Czytaj także: Wniosek o stwierdzenie nabycia spadku. Bez niego możesz go nie dostać! O czym musisz pamiętać?
Czy program "Pierwsze mieszkanie" poprawi sytuację na rynku?
W opinii PZFD aby zbliżyć się do poziomów sprzedaży z ubiegłych lat, konieczne będzie zarówno poluzowanie polityki kredytowej przez KNF, jak i obniżenie stóp procentowych. To z kolei zmotywowałoby deweloperów do budowy mieszkań. Wydaje się jednak to mało prawdopodobne z uwagi na wysoką inflację. Jak podkreślił Patryk Kozierkiewicz na money.pl, ratunkiem może okazać się program "Pierwsze mieszkanie", ale to tylko spekulacje.
"Dopóki nie zostaną rozwiązane problemy na rynku hipotecznym, trudno prognozować, czy sytuacja na rynku ulegnie poprawie.
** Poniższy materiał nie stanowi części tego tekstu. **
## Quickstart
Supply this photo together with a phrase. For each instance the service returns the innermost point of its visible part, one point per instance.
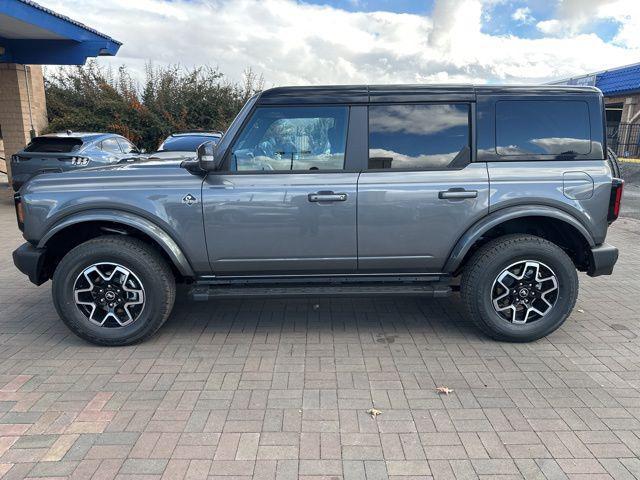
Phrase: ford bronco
(505, 192)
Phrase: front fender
(470, 237)
(163, 239)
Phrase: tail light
(19, 211)
(615, 200)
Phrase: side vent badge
(189, 200)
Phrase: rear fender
(471, 236)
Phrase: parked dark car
(184, 145)
(61, 152)
(506, 192)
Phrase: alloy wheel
(109, 295)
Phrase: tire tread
(145, 253)
(478, 263)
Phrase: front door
(420, 191)
(285, 204)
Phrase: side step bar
(425, 289)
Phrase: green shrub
(171, 99)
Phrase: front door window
(292, 139)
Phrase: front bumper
(31, 261)
(602, 259)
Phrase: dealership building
(32, 36)
(621, 89)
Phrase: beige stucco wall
(630, 107)
(22, 106)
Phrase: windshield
(53, 145)
(186, 143)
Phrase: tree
(171, 99)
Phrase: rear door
(421, 190)
(286, 202)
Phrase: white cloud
(292, 42)
(523, 15)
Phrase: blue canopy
(33, 34)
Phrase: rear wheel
(519, 288)
(113, 290)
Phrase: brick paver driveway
(281, 389)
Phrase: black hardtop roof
(407, 93)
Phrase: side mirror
(206, 156)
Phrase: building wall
(22, 107)
(631, 107)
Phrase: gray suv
(61, 152)
(353, 190)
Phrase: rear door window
(53, 145)
(126, 146)
(537, 127)
(419, 137)
(110, 145)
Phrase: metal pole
(32, 133)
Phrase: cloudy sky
(371, 41)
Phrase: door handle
(457, 194)
(327, 197)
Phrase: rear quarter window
(542, 127)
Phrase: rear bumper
(602, 259)
(30, 261)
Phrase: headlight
(80, 161)
(19, 211)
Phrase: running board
(423, 289)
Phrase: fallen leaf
(374, 412)
(445, 390)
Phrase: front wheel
(519, 288)
(113, 290)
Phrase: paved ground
(280, 389)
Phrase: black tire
(482, 270)
(614, 164)
(139, 258)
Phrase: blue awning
(619, 81)
(33, 34)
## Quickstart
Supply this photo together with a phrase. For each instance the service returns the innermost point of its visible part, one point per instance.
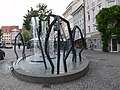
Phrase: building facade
(75, 13)
(92, 7)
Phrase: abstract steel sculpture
(61, 55)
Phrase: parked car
(2, 54)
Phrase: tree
(43, 12)
(108, 24)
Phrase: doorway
(114, 46)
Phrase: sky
(12, 11)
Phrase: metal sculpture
(65, 53)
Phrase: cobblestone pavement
(104, 74)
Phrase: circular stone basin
(32, 69)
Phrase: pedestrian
(91, 45)
(19, 44)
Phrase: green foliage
(108, 23)
(1, 33)
(43, 12)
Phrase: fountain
(49, 63)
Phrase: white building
(92, 7)
(75, 15)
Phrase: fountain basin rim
(53, 78)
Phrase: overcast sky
(12, 11)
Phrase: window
(110, 3)
(99, 7)
(88, 28)
(88, 16)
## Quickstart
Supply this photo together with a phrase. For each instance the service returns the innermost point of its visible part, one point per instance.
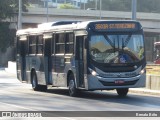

Zapowiadany przez MRiT nowy program "Pierwsze mieszkanie" i deklaracja KNF dotycząca poluzowania sposobu obliczania zdolności kredytowej napawają jednak nadzieją. Te trzy czynniki mogą złagodzić dalszy spadek sprzedaży" - powiedział.
Jak zauważają eksperci na łamach Rzeczpospolitej, dziś mieszkania kupowane są za gotówkę, często w charakterze lokowania oszczędności w realiach wciąż wysokiej inflacji i po to, aby je wynajmować.